Bassam Gemayel

Hey Jeanne, Scott, Staff team,

In the "Why the Hippo Program Printed C After AB" table

The penultimate sentence says:

"For the exam, you just need to know that a class must be initialized before it is referenced or used."

There is one catch to this rule, using constants in a class.

A constant is a static final variable that either of type primitive or String.

If the constant is defined in the same line as it is declared, the static initializer-blocks are no more called.

It is a corner case, thus, not really useful in real life, just thought I would share it.

For example,

class TestClass { static final int myInt = 5; static final String myStr = "5"; static final Object myObj = null; static { System.out.println("In static block");        } } class TestClassDriver {    public static void main(String[] args) { System.out.println(TestClass.myInt); System.out.println(TestClass.myStr); System.out.println(TestClass.myObj);//This line only will call static block and prints "In static block"   } }

Thanks,

Bassam

Hey Jeanne, Scott, Staff team,

Answer 19 should be A. and B.

binarySearch() will always yield the middle element index if it is a match regardless of whether the array is sorted or not.

I understand the intent is to explain the unpredictability of binarySearch() in case the array is unsorted.

I would suggest changing: B. to B. 0 and F. to F. one output is unpredictable

The term undefined might imply the wrong interpretation.

Thanks for a great book,

Bassam

Hey Jesse,

Use the instanceof type comparison operator for any non-primitive type.

If (koko instanceof T) is true then koko is of type T.

Bassam

Hey guys,

The answer should be A, B, C, F.

Every non-primitive type is of type Object. String is a non-primitive type, making option B correct. koko is both an Object and a String.

Thanks,

Bassam

Jesse Silverman wrote:
In terms of the sentence in the summary on page 208, I would change it to:
'Calling == on String references will check whether they point to the same object'

That would be correct but redundant.
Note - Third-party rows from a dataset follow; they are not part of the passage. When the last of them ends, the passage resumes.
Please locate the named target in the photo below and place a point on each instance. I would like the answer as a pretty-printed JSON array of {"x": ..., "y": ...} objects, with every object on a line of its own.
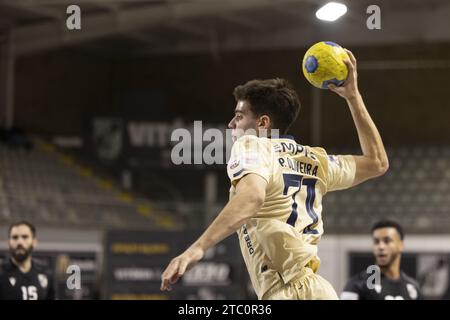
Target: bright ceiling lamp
[{"x": 331, "y": 11}]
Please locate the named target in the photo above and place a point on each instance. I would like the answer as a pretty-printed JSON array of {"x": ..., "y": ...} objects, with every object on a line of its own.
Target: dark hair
[
  {"x": 22, "y": 223},
  {"x": 273, "y": 97},
  {"x": 389, "y": 224}
]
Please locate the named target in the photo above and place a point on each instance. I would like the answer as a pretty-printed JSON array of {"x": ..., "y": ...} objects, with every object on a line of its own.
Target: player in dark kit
[
  {"x": 394, "y": 284},
  {"x": 21, "y": 277}
]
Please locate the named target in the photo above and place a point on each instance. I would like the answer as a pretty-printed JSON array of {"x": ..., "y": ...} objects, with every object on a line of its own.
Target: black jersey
[
  {"x": 36, "y": 284},
  {"x": 405, "y": 288}
]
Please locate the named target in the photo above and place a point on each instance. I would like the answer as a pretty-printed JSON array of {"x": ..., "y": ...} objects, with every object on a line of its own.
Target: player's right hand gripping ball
[{"x": 323, "y": 64}]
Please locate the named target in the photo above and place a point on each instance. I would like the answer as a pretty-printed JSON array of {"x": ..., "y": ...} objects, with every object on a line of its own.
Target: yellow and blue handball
[{"x": 323, "y": 64}]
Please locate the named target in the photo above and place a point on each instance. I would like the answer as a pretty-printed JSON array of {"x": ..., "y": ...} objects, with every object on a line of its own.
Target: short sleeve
[
  {"x": 341, "y": 172},
  {"x": 250, "y": 154}
]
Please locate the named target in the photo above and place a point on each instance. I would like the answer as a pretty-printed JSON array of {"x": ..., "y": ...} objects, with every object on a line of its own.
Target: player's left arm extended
[{"x": 249, "y": 198}]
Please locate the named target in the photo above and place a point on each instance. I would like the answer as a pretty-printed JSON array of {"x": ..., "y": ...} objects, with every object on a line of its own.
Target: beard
[{"x": 20, "y": 254}]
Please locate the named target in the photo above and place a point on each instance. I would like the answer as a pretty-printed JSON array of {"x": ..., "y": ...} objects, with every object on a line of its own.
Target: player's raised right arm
[{"x": 374, "y": 161}]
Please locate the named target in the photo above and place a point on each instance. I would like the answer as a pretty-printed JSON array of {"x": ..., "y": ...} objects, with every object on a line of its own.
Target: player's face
[
  {"x": 243, "y": 119},
  {"x": 387, "y": 246},
  {"x": 21, "y": 242}
]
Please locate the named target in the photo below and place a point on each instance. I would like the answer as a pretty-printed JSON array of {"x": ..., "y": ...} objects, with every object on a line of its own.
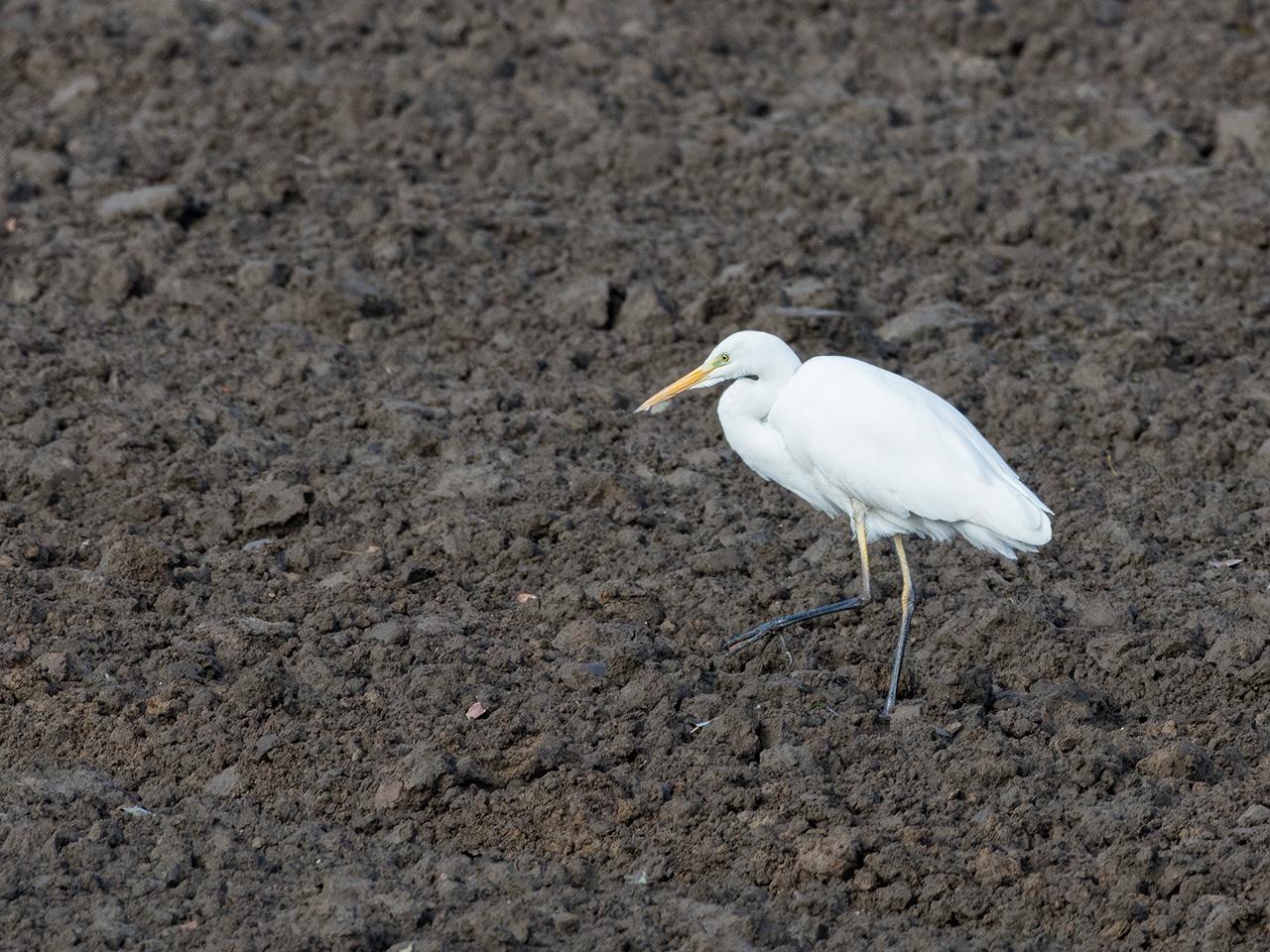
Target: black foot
[{"x": 738, "y": 642}]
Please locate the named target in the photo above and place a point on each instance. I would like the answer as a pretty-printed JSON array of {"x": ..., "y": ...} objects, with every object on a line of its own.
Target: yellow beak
[{"x": 683, "y": 384}]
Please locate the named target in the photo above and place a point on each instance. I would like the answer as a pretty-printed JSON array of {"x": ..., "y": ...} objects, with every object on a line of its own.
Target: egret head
[{"x": 747, "y": 353}]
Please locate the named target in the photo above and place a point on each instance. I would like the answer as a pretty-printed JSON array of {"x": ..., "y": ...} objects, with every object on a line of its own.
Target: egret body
[{"x": 853, "y": 439}]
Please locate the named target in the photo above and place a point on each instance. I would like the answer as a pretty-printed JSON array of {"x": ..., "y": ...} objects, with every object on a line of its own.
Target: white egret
[{"x": 857, "y": 440}]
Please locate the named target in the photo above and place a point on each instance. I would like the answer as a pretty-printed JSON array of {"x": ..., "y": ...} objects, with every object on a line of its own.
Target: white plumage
[{"x": 853, "y": 439}]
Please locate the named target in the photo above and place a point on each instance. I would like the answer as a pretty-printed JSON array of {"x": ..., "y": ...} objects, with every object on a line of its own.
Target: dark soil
[{"x": 322, "y": 327}]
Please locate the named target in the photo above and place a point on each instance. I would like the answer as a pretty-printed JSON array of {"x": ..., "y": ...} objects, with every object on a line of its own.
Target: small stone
[
  {"x": 137, "y": 558},
  {"x": 1245, "y": 132},
  {"x": 390, "y": 633},
  {"x": 272, "y": 503},
  {"x": 151, "y": 199},
  {"x": 1182, "y": 760},
  {"x": 832, "y": 857},
  {"x": 388, "y": 793},
  {"x": 117, "y": 280},
  {"x": 906, "y": 715},
  {"x": 53, "y": 665},
  {"x": 51, "y": 468},
  {"x": 261, "y": 272},
  {"x": 1014, "y": 227},
  {"x": 226, "y": 783}
]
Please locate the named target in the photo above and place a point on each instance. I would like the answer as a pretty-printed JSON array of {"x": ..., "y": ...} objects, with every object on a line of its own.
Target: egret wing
[{"x": 866, "y": 434}]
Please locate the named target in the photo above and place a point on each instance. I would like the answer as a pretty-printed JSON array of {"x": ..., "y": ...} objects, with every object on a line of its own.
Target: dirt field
[{"x": 322, "y": 327}]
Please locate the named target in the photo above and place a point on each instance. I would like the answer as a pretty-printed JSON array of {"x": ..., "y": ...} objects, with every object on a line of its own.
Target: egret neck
[{"x": 743, "y": 411}]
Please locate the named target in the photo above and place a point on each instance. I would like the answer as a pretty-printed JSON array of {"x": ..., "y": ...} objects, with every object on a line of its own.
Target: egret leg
[
  {"x": 784, "y": 621},
  {"x": 910, "y": 599},
  {"x": 857, "y": 521}
]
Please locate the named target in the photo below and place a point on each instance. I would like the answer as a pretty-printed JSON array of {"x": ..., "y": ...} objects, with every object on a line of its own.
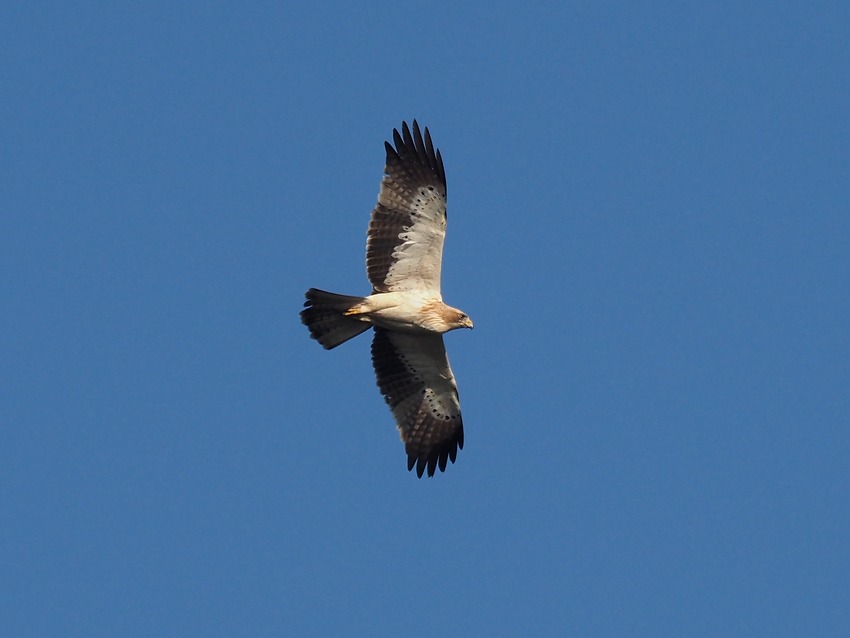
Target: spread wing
[
  {"x": 404, "y": 247},
  {"x": 415, "y": 378}
]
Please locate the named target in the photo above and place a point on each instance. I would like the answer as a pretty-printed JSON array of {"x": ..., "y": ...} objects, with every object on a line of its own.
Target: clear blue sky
[{"x": 649, "y": 222}]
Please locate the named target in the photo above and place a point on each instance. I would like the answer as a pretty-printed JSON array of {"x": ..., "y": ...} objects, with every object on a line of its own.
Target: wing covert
[
  {"x": 416, "y": 380},
  {"x": 404, "y": 248}
]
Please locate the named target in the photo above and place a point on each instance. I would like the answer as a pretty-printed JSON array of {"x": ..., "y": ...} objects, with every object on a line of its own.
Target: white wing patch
[{"x": 417, "y": 259}]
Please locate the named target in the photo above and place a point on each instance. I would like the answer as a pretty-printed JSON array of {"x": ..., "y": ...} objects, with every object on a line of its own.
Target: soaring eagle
[{"x": 404, "y": 252}]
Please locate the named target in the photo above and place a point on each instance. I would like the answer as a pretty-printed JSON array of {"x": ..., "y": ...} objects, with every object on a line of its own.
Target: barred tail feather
[{"x": 324, "y": 315}]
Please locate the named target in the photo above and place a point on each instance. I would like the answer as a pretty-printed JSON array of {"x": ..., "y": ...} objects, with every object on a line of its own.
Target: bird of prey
[{"x": 404, "y": 251}]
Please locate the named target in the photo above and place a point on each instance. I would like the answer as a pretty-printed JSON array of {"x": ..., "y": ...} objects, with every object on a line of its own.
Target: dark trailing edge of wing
[{"x": 430, "y": 441}]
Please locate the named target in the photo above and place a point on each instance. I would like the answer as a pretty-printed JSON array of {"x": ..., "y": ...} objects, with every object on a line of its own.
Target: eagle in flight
[{"x": 404, "y": 251}]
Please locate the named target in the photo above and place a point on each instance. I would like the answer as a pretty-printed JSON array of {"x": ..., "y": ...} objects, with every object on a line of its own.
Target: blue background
[{"x": 648, "y": 208}]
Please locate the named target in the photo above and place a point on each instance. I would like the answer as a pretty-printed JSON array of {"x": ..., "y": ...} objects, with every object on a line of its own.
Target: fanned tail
[{"x": 324, "y": 316}]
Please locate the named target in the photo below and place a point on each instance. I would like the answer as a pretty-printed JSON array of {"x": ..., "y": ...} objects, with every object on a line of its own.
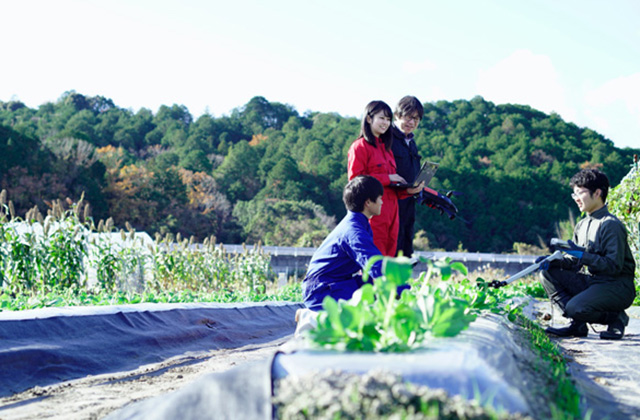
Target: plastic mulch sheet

You can remove "String" and the statement would remain valid.

Jesse (edited) wrote:
'Calling == on (compatible type) references will check whether they point to the same object'

My intent was to add an informational value and underline the distinction between pooled and non-pooled strings.

Keep it up,

Bassam

@Jesse,

I would use "correct" instead of "precise" when describing an assertion.

"Precise" begs the question of how much precision is requested.

"Correct" is an absolute and does not have varying degrees of intensity or grade.

Thanks again,

Bassam

@Campbell,

We agree.

@Jesse,

The main discussion here is that readers understand that NOT ALL String objects are stored in the String Constant Pool (aka, pool).

Only compile-time constants Strings and Strings interned using the intern() method, are stored in the pool.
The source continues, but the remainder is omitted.